12. The method according to claim 8, wherein the cancer is selected from one or more of the following: breast cancer, prostate cancer, colon cancer, stomach cancer, esophageal cancer, liver cancer, squamous cell carcinoma, small cell lung cancer, non-small cell lung cancer, ovarian cancer, cervical cancer, gastrointestinal cancer, pancreatic cancer, glioblastoma, liver cancer, biliary tract cancer, bladder cancer, hepatoma, colorectal cancer, rectal cancer, uterine cancer, cervical cancer, endometrial cancer, salivary gland cancer, mesothelioma, kidney cancer, vulvar cancer, pancreatic cancer, thyroid cancer, hepatic carcinoma, testicular cancer, skin cancer, melanoma, brain cancer, neuroblastoma, myeloma, various types of head and neck cancers, acute lymphoblastic leukemia, acute myeloid leukemia, Merkel cell carcinoma, Ewing's sarcoma, myelodysplastic syndrome, myelofibrosis, oral cavity, nasopharynx, and peripheral neuroepithelioma.

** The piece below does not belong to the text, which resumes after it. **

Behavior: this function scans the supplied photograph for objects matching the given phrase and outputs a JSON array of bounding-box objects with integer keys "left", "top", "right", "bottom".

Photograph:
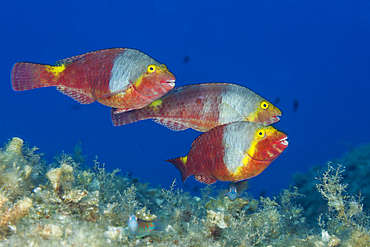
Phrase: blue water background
[{"left": 0, "top": 0, "right": 369, "bottom": 197}]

13. A method for forming a 6-thiopurine-containing monomer, a) Contacting a 6-thiopurine containing a 6-thiopurine dimer with an organic thiol of formula R-SH (wherein R is an alkyl group), b) Forming the 6-thiopurine-containing monomer, Here, the 6-thiopurine-containing dimer is given by formula (I): 【Transformation 6】 It is, The aforementioned 6-thiopurine-containing monomer is of formula IV: 【Transformation 7】 It is, R of Formulas I and IV 1 is H, P(=O)(OH) 2 or its ester, [(P(OH) 2 (=S)] or its ester, (PO3) 2 , or [(PO 2 )(=S)] 2 — and R of Formulas I and IV 2 is H or OH, a method.
14. The aforementioned 6-thiopurine-containing dimer is a 6-thiodeoxyguanosine-containing dimer of formula II: 【Transformation 8】 Dimer containing 6-thioguanosine of formula III: 【Chemistry 9】 Or selected from a group consisting of combinations thereof, R in Equations II and III 1 These are independent of H, P (=O) (OH) 2 or its ester, [(P(OH) 2 (=S)] or its ester, (PO 3 ) 2 , or [(PO 2 ) (=S)] 2 The method according to claim 13.
15. The method according to claim 13, wherein the 6-thiopurine-containing monomer is a 6-thiodeoxyguanosine-containing monomer of formula XXIV: 【Chemistry 10】 (In the formula, R 1 H, P (=O) (OH) 2 or its ester, [(P(OH) 2 (=S)] or its ester, (PO 3 ) 2 , or [(PO 2 ) (=S)]2-).
16. The method according to claim 13, wherein the 6-thiopurine-containing monomer is a 6-thioguanosine-containing monomer of formula XXV: 【Chemistry 11】 (In the formula, R 1 H, P (=O) (OH) 2 or its ester, [(P(OH) 2 (=S)] or its ester, (PO 3 ) 2 , or [(PO 2 ) (=S)]2-).